Sembrava, più che altro, un discorso rivolto al passato, come se non vi fosse alcun futuro per la Ue in quanto tale. E proprio in un momento in cui ci si appella alla Next Generation EU come protagonista delle scelte di oggi. Come se il Recovery Plan fosse il punto di arrivo e non di partenza di una nuova e più seria stagione dell’integrazione europea fermamente orientata a trasformarsi in una genuina democrazia sovranazionale, in cui le decisioni collettive cruciali non siano più assunte dai governi, ma dai cittadini; o almeno col forte coinvolgimento dei loro rappresentanti diretti. Una Ue capace di trasferire a livello sovranazionale parte della sovranità oggi frammentata in centri di potere nazionali, per diventare attore globale, capace di imporre i propri valori di tolleranza, libertà, democrazia, apertura al resto del mondo; invece che subire i ricatti incrociati di superpotenze come Usa, Cina, Russia, etc con le loro logiche ottocentesche di potere.
Perché il Recovery Plan, questo straordinario atto di solidarietà collettiva europea, non sia più il frutto estemporaneo di una crisi pandemica senza precedenti e di un’emergenza economica, sociale, politica che rischia di mettere in ginocchio l’Europa. Ma diventi la norma, in un contesto decisionale non più lasciato a soluzioni intergovernative, che possono (malamente) funzionare in condizioni di crisi acuta; ma non nel normale funzionamento delle istituzioni europee.
Dov’è il futuro per la Next Generation EU? Non si può indicare solo una strada verde e digitale.

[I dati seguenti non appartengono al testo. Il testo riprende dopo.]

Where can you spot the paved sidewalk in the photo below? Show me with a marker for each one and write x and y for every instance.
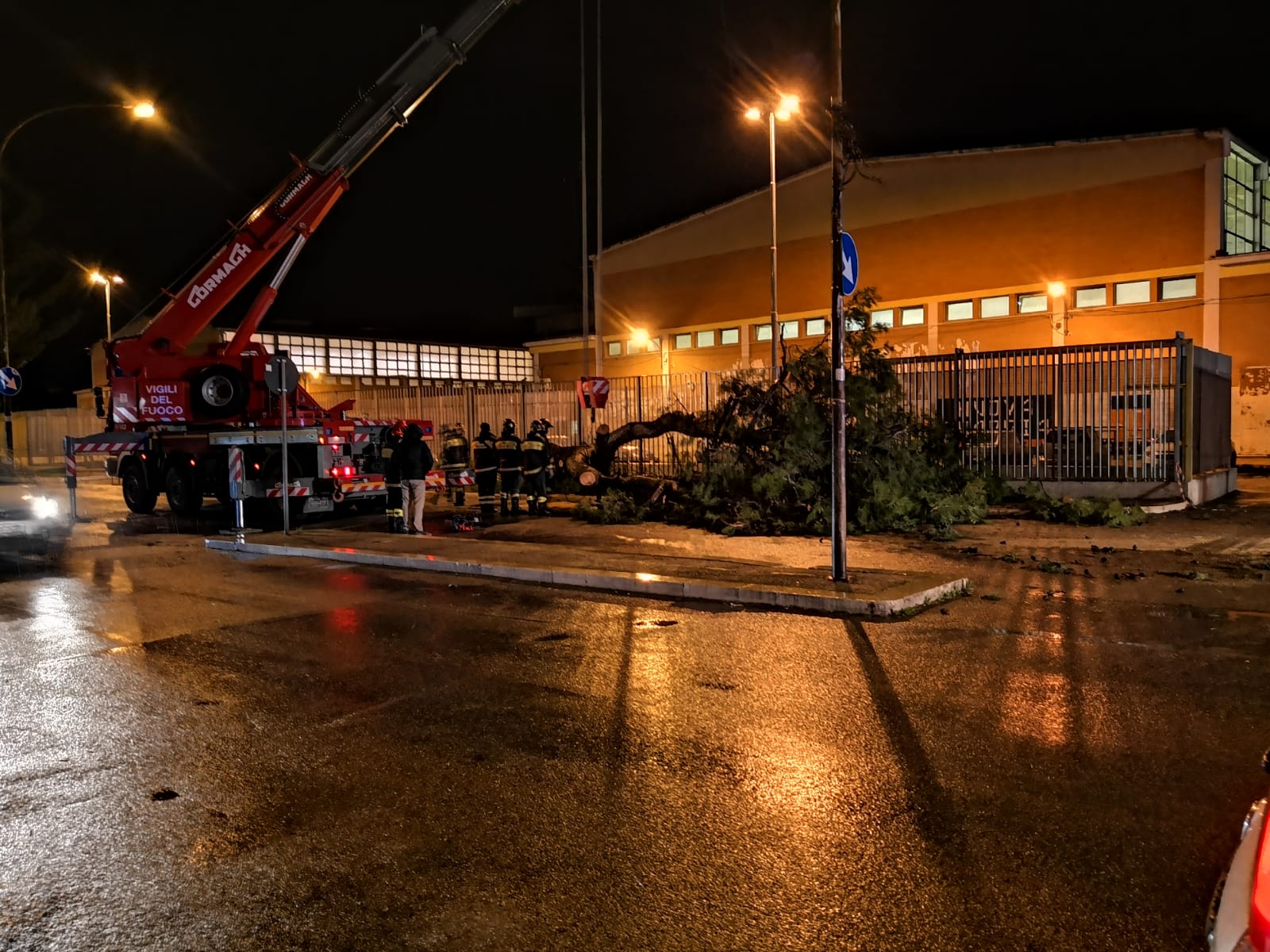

Occorre cambiare, in profondità, questa Unione Europea ancora barcollante, che cerca di muovere, a settant’anni dal suo avvio e trent’anni dopo la moneta unica, nuovi passi nella direzione giusta; mentre il mondo procede alla velocità della luce; con grandi potenze continentali che si attrezzano per vincere una guerra politica, economica, di valori di dimensione globale.
Dove sono le modifiche ai Trattati, non più rinviabili per far avanzare questo processo di aggregazione dei cittadini europei? Quali competenze allocare a quali livelli di governo, in una nuova e più efficiente ottica multilivello? Come riscrivere le regole di una governance economica e sociale finora divisiva, capace di accrescere, invece che di diminuire, le differenze fra individui, regioni, paesi? A cosa serve la Conferenza sul Futuro dell’Europa, che avrebbe dovuto coinvolgere cittadini, istituzioni e società civile per riscrivere il patto costitutivo della società europea?
Chi si aspettava un buon discorso è stato soddisfatto. Chi, come il sottoscritto, si aspettava il discorso di apertura di una nuova stagione dell’integrazione europea non può che rammaricarsi per l’ennesima occasione sprecata.